AMAR (y amarse) conlleva no rendirse y EMPATIZAR con uno y con los demás, con la situaciones que cada uno vive y la manera de gestionarla que se nos viene, entendiéndonos, Y esto, lo sé, os comprendo, es una empresa difícil hoy en día, dado el ombliguismo que nos supera, que no nos deja ver más allá, y eso en realidad es lo que hace no que nos rindamos pronto, sino que en realidad no seamos capaces de amar.
AMAR (y amarse) conlleva no rendirse y ser VALIENTE para afrontar lo que venga, juntos de la mano, con todas las respuestas anteriores siendo correctas,
Sin embargo, cuando finalmente nos rendimos, no importa el tiempo que hayamos durado en pie, si un día o cincuenta años; cuando nos rendimos sencillamente no amamos, dejamos de hacerlo: dejamos de aguantarnos, dejamos de escucharnos, dejamos de tenernos ganas, de entendernos, de necesitarnos Que sí, podemos buscar argumentos y voces que se suelen escuchar incluso: "es que siempre no se puede estar ahí. es que uno se cansa de tirar, de llevar las riendas, de escuchar siempre lo mismo, problemas tenemos todos, la vida es corta y tengo que vivirla sin tanto pensar o en nadie..." y que no son más que unas excusas para no ser valientes y para dejar pues de AMARNOS, casi sin darnos cuenta. Y sin más parapetos cambiamos los versos finales del uruguayo, "cedemos" y los sentimos. "porque estás sola, porque yo no te quiero".
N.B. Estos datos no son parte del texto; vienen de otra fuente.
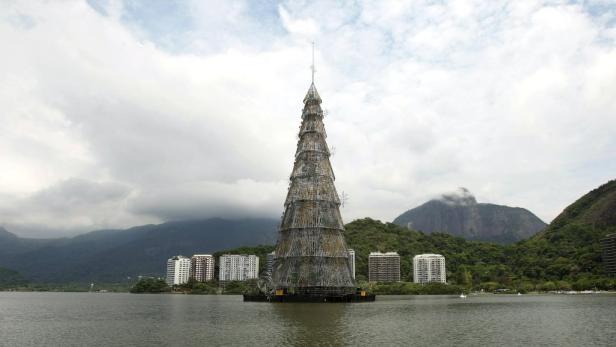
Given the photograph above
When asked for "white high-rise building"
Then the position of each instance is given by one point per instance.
(352, 261)
(178, 270)
(269, 262)
(384, 267)
(429, 268)
(202, 267)
(238, 267)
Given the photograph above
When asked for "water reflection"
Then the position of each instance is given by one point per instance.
(312, 324)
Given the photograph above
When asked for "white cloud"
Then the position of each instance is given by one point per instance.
(196, 115)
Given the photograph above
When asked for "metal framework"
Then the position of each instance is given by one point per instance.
(311, 254)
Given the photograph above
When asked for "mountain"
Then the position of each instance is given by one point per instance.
(459, 214)
(570, 247)
(115, 255)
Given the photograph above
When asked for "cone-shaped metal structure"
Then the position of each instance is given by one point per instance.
(311, 254)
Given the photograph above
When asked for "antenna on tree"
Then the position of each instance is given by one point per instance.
(345, 198)
(312, 66)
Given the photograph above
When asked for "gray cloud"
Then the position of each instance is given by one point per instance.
(112, 119)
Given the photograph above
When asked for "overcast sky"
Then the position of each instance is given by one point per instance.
(121, 113)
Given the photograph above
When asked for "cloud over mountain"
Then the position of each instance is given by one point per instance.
(120, 113)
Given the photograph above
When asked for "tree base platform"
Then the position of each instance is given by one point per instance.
(305, 298)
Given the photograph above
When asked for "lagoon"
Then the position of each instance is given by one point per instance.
(117, 319)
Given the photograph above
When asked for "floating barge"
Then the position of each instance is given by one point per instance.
(358, 297)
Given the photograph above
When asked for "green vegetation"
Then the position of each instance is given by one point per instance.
(154, 285)
(11, 279)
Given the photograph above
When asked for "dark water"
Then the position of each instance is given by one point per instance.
(76, 319)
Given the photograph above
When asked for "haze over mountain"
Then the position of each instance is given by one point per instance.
(460, 214)
(115, 255)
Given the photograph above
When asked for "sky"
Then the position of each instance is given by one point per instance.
(121, 113)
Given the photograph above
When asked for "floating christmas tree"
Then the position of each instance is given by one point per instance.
(311, 254)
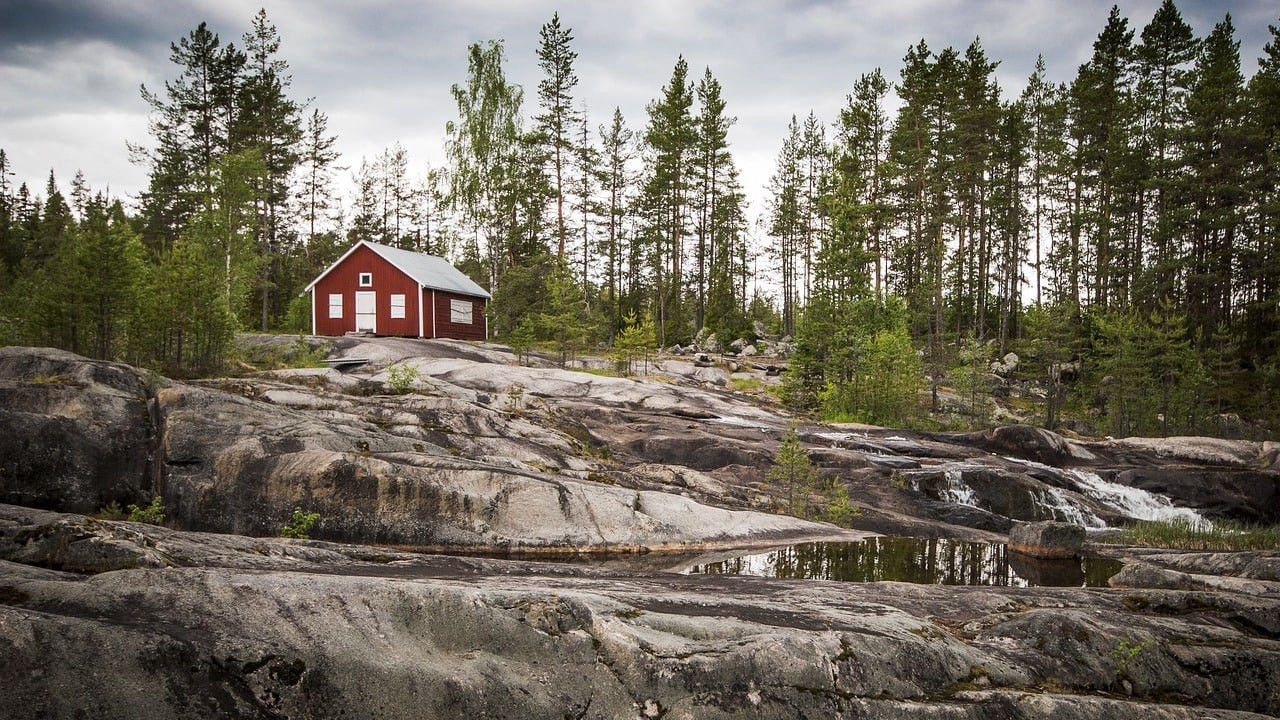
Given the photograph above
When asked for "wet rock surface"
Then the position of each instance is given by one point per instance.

Y ahí, queridos y queridas, no hay nada que hacer ni que escribir, las lanzas se disparan solas porque ya no hay riendas de las que tirar; porque tal vez están descompensadas de una parte, o de las dos (para qué humillar al derrotado o al héroe) y se han resquebrajado todo; porque ahí uno, los dos- o ambos- han caído del guindo y sencillamente se deja de ESTAR en lo amplio de la acción y el efecto sobre todo; porque es ese justo momento, -porque no quiero sentirme sola y porque quiero quererme-, en el que YO ME RINDO.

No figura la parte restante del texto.